Hab seit Donnerstag den IPS235P, bei allem was ich bis jetzt gespielt habe war ich sehr zufrieden, auch bei Filmen nix zu beanstanden.


----------



## Deanaze (11. Oktober 2012)

Ich habe den IPS237L und eigentlich kann man nicht viel Negatives bisher sagen. Das Panel ist super hell, von überall einsehbar und ich kann auch von 3m Enfernung sehr gut TV schauen  Wenn es Dir ums Design und Verarbeitung geht - kauf was hochwertigeres  Der Monitor macht auf den ganzen Videos und Fotos einen schöneren Eindruck, daher werde ich meinen evt auch noch zurückschicken...


----------



## Softy (11. Oktober 2012)

Der IPS237 ist was für Ästheten, der IPS235 ist was für Leute, denen Höhenverstellbarkeit und Pivot wichtiger sind als die Optik des Schirms.

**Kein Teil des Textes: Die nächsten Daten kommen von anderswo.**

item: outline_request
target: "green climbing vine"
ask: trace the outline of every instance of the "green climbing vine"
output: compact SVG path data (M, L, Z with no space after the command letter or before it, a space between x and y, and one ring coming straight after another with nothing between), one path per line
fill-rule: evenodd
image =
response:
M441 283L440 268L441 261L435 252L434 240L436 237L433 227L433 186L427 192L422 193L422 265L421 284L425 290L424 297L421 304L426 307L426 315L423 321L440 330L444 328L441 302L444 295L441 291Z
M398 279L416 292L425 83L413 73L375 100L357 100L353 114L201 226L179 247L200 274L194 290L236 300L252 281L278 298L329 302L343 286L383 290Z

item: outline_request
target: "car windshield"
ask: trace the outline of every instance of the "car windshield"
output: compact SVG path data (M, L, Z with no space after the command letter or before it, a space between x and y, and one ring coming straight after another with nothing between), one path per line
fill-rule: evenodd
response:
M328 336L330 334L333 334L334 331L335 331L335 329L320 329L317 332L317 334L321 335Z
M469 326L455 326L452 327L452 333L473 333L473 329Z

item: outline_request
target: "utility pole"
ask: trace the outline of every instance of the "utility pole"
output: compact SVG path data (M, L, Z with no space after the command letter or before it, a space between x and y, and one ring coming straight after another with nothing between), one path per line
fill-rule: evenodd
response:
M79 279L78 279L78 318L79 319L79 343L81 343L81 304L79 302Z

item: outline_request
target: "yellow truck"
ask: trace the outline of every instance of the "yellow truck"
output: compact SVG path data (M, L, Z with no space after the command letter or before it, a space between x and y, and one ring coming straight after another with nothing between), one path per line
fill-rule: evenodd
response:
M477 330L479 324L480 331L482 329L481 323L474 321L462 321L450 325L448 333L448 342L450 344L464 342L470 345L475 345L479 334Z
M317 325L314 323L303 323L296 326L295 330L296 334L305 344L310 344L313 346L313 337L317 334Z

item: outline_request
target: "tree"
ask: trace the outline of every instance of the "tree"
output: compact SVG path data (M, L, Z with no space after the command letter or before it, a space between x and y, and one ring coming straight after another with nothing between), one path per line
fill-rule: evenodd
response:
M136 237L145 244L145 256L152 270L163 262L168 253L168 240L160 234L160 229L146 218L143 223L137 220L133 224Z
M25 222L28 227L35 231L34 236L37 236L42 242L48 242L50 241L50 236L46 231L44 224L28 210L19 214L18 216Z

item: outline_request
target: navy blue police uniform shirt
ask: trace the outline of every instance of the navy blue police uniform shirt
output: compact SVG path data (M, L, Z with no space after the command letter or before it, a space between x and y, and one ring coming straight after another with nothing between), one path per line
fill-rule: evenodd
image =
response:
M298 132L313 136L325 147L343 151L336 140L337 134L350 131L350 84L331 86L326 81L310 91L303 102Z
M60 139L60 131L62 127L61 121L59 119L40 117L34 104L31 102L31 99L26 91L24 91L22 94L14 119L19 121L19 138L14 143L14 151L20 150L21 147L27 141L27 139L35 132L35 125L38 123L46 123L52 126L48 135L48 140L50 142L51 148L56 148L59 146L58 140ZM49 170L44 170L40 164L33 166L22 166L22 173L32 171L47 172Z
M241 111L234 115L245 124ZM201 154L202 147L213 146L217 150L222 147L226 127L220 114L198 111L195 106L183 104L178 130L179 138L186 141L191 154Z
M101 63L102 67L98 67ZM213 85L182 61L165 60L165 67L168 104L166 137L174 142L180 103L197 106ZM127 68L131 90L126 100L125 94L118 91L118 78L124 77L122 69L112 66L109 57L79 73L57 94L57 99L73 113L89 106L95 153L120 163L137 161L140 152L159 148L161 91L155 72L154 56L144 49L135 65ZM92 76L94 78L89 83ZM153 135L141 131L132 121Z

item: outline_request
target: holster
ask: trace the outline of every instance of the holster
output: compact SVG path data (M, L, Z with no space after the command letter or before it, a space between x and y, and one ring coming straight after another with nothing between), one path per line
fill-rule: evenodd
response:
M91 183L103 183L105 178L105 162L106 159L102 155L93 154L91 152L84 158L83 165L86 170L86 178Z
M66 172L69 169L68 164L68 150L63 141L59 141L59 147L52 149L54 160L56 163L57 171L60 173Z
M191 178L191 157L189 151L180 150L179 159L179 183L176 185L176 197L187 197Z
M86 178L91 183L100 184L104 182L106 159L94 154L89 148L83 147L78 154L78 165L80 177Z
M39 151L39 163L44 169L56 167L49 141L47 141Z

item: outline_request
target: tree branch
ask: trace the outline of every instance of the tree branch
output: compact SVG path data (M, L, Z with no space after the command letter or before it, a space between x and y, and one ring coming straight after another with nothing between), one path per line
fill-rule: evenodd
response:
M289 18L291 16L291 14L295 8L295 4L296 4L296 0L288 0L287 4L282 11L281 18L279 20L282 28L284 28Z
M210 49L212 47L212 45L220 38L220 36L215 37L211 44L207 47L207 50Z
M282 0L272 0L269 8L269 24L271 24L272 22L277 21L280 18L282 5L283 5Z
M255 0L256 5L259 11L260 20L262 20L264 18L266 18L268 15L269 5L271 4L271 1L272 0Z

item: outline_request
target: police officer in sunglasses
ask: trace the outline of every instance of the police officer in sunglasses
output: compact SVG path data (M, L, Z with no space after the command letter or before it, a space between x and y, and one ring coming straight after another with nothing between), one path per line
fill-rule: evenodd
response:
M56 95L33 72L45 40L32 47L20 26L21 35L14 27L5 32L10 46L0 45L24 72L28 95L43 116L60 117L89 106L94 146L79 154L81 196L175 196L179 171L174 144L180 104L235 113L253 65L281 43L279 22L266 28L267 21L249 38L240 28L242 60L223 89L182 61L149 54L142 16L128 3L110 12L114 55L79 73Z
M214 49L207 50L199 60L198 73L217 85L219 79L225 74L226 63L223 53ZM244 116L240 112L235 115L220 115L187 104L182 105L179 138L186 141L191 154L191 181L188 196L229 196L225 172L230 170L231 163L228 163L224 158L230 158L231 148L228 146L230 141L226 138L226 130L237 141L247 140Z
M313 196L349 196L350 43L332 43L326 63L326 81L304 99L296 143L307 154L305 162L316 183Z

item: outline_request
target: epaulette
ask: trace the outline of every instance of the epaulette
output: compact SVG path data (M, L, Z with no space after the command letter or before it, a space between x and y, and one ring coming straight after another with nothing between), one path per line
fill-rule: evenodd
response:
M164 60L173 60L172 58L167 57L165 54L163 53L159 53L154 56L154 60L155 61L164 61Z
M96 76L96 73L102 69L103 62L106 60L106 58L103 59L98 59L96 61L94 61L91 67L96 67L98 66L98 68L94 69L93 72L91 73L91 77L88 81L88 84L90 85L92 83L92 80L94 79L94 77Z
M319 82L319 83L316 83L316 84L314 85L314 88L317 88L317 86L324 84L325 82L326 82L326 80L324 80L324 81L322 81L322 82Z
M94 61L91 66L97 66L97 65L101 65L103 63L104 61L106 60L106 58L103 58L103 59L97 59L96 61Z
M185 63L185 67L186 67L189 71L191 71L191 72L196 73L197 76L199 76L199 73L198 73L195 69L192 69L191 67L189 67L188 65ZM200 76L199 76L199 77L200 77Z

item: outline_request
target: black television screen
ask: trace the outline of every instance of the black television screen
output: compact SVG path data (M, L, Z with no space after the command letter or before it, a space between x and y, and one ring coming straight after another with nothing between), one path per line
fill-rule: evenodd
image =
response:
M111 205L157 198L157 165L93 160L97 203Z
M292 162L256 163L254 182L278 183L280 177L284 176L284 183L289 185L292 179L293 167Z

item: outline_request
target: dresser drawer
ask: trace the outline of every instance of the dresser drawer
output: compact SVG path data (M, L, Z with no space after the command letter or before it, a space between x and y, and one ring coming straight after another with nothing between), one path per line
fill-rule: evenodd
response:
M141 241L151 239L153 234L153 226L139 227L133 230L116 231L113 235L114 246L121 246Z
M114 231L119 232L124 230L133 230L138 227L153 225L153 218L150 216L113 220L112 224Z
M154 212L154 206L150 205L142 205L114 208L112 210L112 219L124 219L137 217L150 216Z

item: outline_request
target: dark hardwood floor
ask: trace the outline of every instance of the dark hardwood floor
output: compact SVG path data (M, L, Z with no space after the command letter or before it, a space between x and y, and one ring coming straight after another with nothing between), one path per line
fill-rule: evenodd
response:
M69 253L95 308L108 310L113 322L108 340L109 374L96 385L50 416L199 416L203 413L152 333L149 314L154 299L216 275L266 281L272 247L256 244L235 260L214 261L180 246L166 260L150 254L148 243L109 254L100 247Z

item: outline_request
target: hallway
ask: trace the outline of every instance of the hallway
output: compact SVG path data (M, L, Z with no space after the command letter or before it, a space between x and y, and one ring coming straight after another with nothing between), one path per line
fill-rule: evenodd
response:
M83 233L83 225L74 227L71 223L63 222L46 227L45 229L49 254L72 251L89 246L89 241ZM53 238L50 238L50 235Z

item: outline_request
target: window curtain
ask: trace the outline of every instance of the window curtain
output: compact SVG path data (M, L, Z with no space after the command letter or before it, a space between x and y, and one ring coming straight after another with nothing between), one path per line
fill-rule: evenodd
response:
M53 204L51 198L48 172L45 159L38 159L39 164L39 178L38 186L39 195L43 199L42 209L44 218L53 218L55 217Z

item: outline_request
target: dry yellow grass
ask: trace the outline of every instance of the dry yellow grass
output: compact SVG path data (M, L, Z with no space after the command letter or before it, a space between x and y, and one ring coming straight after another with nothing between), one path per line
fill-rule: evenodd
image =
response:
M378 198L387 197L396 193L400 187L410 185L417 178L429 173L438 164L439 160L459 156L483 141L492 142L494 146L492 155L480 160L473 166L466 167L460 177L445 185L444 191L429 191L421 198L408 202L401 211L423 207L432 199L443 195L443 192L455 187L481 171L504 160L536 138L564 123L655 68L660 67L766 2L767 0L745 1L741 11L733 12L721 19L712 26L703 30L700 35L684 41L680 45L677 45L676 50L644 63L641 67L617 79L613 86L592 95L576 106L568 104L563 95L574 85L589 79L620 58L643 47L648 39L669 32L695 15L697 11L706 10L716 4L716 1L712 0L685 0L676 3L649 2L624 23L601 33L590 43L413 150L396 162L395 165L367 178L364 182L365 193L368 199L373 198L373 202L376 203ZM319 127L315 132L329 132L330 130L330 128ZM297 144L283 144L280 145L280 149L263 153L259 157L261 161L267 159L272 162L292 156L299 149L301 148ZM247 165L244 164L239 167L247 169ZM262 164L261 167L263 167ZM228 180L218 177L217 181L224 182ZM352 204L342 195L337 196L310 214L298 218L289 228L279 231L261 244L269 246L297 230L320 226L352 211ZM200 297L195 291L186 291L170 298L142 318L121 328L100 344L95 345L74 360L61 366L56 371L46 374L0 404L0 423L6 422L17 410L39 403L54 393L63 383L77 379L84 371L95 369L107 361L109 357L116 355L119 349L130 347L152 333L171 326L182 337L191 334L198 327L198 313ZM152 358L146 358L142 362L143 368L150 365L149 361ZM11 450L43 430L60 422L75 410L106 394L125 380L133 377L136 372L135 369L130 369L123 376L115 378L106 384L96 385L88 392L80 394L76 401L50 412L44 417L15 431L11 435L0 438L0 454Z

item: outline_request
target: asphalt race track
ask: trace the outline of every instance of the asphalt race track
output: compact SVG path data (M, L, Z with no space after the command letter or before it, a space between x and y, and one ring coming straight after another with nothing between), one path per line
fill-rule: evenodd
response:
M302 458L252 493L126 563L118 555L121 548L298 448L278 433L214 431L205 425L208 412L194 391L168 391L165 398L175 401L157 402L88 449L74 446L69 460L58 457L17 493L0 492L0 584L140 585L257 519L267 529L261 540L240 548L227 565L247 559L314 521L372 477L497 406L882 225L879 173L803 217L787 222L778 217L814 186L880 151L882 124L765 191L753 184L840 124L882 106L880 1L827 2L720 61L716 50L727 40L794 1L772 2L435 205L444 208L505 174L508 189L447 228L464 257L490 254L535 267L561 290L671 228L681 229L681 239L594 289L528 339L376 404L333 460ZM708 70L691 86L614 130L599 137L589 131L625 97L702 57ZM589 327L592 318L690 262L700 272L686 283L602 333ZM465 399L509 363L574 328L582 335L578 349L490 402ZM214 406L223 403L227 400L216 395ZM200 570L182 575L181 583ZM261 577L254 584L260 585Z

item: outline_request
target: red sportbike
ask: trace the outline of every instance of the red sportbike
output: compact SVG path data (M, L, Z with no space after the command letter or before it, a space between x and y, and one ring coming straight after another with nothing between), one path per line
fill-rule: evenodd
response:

Der IPS237 hat ein glossy Display, was mich persönlich stören würde.


----------



## Jahai (11. Oktober 2012)

Softy schrieb:
			
		

> Der IPS237 ist was für Ästheten, der IPS235 ist was für Leute, denen Höhenverstellbarkeit und Pivot wichtiger sind als die Optik des Schirms.
> 
> Der IPS237 hat ein glossy Display, was mich persönlich stören würde.



Ich Brauch die ganzen Ergonomieeigenschaften nicht, gerade bei nem ips nicht 
Und ja, ich bin da deutlich mehr ein Fan der guten Optik, wobei mir allerdings nur die neue S-Serie von Dell besser gefällt als der IPS237L.
Da ich meinen Pc im Keller stehen habe und die Jalousien dort ganztägig unten sind machen mir Glossy Panels nichts aus, ihm Gegenteil ich begrüße sie sogar 
Und wenn der IPS237 wirklich eins hat, dann wird der geholt, es sei denn der Dell S2440L ist eventuell doch besser zum zocken geeignet?


----------



## Softy (11. Oktober 2012)

Oh, mit dem glossy habe ich Blödsinn geschrieben, sorry: PRAD | Monitors | Manufacturer LG | Specification: Datasheet LG Flatron IPS237L


----------



## Jahai (11. Oktober 2012)

Schade, das hätte mich echt gefreut 
Kannst du denn was zu dem Dell sagen? Ich finde das bisher noch keinerlei Testberichte und sone Katze im Sack zu kaufen ist ja auch nicht immer toll :/


----------



## Softy (11. Oktober 2012)

Nein, zu dem habe ich leider noch nichts gelesen, aber frag mal <<Painkiller>>, der könnte vielleicht was wissen


----------



## DieMangoKiwi (11. Oktober 2012)

Der IPS237 hat definitiv ein nicht-spiegelndes Display. Ich habe ihn selbst und mich stört absolut nichts.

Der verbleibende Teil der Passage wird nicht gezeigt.